Ha llegado el año 2030, Hillary Clinton ha llegado a la presidencia de los Estados Unidos y ha puesto en marcha el “Plan Ártico”, un proyecto para poblar Alaska, para lo cual convoca a las familias de mexicanos inmigrantes a que envíen una solicitud para poder ser seleccionados. El montaje escrito y dirigido por Diego Beares comienza con una propuesta atrevida, característica que irá en aumento en el transcurso de la obra, hasta el punto en que la tensión es tan fuerte que el espectador termina por angustiarse.
Una de las familias elegidas para la población del ártico es una familia que hasta ese momento residía en Acapulco. El cambio de climas extremos (de uno de los sitios más calurosos de México hasta uno de los sitios más fríos del globo terrestre) será significativo cuando veamos que se traduce al clima emocional de los personajes principales: los dos hermanos, “Rómulo” y “Remo”, hijos de un matrimonio disfuncional (de madre ausente, sustituida por una atractiva mujer y un padre sumamente irresponsable) que mantienen una relación amorosa a la vista de su padre.
Más que la homosexualidad de los hermanos –que sin duda alguna colabora bastante en la generación de tensión dramática-, la relación incestuosa es la que se torna realmente peligrosa; entre Rómulo y Remo, resulta bastante clara la dinámica de poder que se ha establecido desde que en su temprana juventud comenzaron sus escarceos libidinales. La dominación y sumisión alcanza muchas veces al sadomasoquismo (tanto sexual, remarcado por los roles sexuales, como en el plano cotidiano, donde la debilidad de uno fomenta y soporta los abusos del otro).
El dispositivo escénico que soporta el elenco en bastante sencillo (debido a las propias posibilidades técnicas del Cine Tonalá, espacio donde tiene lugar esta primera temporada): una pantalla, una mesa con sillas donde ocurren las reuniones familiares, especialmente la hora de la comida y una escalera en la que el narrador, que hará las veces de anfitrión, utilizara para agilizar su discurso en el punto álgido de la trama. En este punto, conviene decir que, por lo menos en la función que presenciamos, este personaje interpretado por Mauro Navarro Sánchez, es quien en todas sus apariciones mantiene la atención del espectador al máximo nivel.
El elemento fundamental del montaje es la sexualidad entre los hermanos, esta pulsión anormal que los atraviesa, esa pasión que siente el uno por el otro sin importar el estrecho vínculo que tienen por compartir la misma sangre.
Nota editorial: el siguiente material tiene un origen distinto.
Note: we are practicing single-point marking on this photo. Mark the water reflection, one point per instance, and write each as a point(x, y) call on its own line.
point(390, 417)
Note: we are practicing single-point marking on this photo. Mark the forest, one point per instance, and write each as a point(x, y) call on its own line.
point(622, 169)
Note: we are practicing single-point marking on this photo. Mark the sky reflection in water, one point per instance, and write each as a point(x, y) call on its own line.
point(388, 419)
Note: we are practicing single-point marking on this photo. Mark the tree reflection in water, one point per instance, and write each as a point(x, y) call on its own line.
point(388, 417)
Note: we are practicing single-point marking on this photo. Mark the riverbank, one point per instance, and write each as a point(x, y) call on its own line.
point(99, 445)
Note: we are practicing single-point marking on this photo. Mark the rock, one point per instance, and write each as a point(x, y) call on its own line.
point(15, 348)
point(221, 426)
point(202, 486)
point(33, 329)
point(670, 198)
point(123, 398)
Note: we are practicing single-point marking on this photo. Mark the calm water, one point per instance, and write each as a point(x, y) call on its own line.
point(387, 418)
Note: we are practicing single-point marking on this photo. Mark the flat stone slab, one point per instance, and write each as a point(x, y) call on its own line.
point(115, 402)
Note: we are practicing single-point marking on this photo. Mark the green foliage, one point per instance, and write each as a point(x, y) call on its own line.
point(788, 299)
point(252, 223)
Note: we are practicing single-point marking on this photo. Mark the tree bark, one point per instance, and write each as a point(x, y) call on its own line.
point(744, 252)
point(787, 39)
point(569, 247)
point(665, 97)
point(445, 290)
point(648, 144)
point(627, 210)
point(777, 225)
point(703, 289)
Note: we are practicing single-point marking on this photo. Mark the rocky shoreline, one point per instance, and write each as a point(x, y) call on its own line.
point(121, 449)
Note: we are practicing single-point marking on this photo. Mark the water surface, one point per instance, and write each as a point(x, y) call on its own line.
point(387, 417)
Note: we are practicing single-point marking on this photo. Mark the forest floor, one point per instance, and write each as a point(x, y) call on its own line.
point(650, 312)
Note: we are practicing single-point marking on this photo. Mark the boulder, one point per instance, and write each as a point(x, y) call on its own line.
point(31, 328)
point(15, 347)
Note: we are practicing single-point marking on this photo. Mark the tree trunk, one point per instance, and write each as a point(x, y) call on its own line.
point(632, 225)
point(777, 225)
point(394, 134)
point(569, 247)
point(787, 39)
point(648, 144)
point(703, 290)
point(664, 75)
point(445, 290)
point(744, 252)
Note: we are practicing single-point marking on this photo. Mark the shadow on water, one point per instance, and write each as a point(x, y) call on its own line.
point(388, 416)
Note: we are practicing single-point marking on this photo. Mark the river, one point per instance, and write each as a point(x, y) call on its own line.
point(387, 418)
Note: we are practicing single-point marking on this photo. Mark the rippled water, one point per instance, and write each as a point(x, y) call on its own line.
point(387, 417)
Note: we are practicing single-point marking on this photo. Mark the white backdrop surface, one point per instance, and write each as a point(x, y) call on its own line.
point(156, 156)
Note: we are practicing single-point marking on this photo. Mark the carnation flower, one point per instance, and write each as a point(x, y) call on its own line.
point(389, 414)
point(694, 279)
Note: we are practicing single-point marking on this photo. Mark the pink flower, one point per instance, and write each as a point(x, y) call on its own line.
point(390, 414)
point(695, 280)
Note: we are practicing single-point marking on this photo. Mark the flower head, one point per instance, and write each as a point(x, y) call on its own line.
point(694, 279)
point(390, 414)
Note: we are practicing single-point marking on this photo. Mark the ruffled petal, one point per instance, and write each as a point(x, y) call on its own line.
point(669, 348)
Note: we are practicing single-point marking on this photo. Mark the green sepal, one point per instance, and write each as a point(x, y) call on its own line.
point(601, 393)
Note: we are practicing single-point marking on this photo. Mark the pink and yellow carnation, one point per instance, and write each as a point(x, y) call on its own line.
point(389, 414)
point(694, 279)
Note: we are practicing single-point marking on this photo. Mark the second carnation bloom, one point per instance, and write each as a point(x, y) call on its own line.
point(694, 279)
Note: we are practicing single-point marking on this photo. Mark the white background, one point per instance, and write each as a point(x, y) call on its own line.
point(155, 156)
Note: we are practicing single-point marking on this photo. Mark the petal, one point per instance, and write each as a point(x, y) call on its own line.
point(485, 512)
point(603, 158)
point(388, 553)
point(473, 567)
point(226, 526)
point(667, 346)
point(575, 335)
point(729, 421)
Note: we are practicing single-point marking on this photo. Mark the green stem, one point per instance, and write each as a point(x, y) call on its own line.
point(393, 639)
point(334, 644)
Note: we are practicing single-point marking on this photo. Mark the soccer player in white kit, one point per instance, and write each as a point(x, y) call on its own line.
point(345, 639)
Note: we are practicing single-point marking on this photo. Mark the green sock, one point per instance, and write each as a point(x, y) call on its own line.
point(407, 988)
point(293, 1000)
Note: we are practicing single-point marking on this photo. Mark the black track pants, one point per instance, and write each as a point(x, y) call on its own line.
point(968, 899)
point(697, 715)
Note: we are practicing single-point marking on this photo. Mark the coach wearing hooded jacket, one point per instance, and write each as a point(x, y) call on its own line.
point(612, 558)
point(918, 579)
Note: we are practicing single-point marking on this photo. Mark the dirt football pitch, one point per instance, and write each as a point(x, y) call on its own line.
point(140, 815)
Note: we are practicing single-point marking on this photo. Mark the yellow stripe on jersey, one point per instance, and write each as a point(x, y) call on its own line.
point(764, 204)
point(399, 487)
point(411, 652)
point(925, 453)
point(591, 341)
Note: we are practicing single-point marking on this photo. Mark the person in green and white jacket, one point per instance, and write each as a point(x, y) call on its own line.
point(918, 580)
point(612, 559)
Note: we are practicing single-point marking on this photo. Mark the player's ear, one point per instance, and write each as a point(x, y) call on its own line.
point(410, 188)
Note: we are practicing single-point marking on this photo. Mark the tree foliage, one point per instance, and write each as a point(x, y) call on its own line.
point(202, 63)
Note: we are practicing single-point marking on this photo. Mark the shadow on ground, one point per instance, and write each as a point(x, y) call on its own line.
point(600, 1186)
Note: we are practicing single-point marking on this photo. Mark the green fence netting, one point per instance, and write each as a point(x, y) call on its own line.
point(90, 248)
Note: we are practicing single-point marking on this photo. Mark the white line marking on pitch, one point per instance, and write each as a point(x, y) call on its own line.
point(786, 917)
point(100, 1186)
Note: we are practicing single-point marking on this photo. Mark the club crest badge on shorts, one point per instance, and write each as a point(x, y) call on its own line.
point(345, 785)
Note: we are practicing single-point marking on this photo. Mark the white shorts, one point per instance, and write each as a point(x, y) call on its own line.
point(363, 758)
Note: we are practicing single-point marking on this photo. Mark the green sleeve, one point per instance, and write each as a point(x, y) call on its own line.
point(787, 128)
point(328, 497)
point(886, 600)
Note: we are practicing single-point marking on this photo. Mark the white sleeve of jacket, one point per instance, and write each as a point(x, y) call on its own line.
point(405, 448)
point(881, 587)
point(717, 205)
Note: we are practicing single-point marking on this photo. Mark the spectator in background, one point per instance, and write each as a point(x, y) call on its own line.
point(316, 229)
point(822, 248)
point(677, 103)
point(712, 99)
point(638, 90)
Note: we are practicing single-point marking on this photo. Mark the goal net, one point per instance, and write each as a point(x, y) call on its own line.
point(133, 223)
Vemos sus cuerpos estremecerse de placer unas cuantas veces en escena. Estos pasajes eróticos aumentan la sensación de que aquello “no está bien” al mismo tiempo que resultan excitantes. Se compone así un “teatro-fetiche” capaz de atraer y repeler a quien observa.
Sexo. Drama. Poder. La vida “normal” se resquebraja indiscretamente. El deseo es doloroso y a veces, es imposible escapar de él. Nos dejamos llevar y sufrimos las consecuencias. Habrá sangre. Uno de los hermanos no soportará que su amante se aleje de él para estar con otro hombre. Ganarán los celos. Se forzará la fidelidad. El ambiente general del montaje, así como en desenlace que evidentemente no revelaremos acá es siniestro. La obra de Beares nos ha dejado un dolor en el pecho.
¿Qué hubiera pasado si esta familia se hubiera quedado en Acapulco?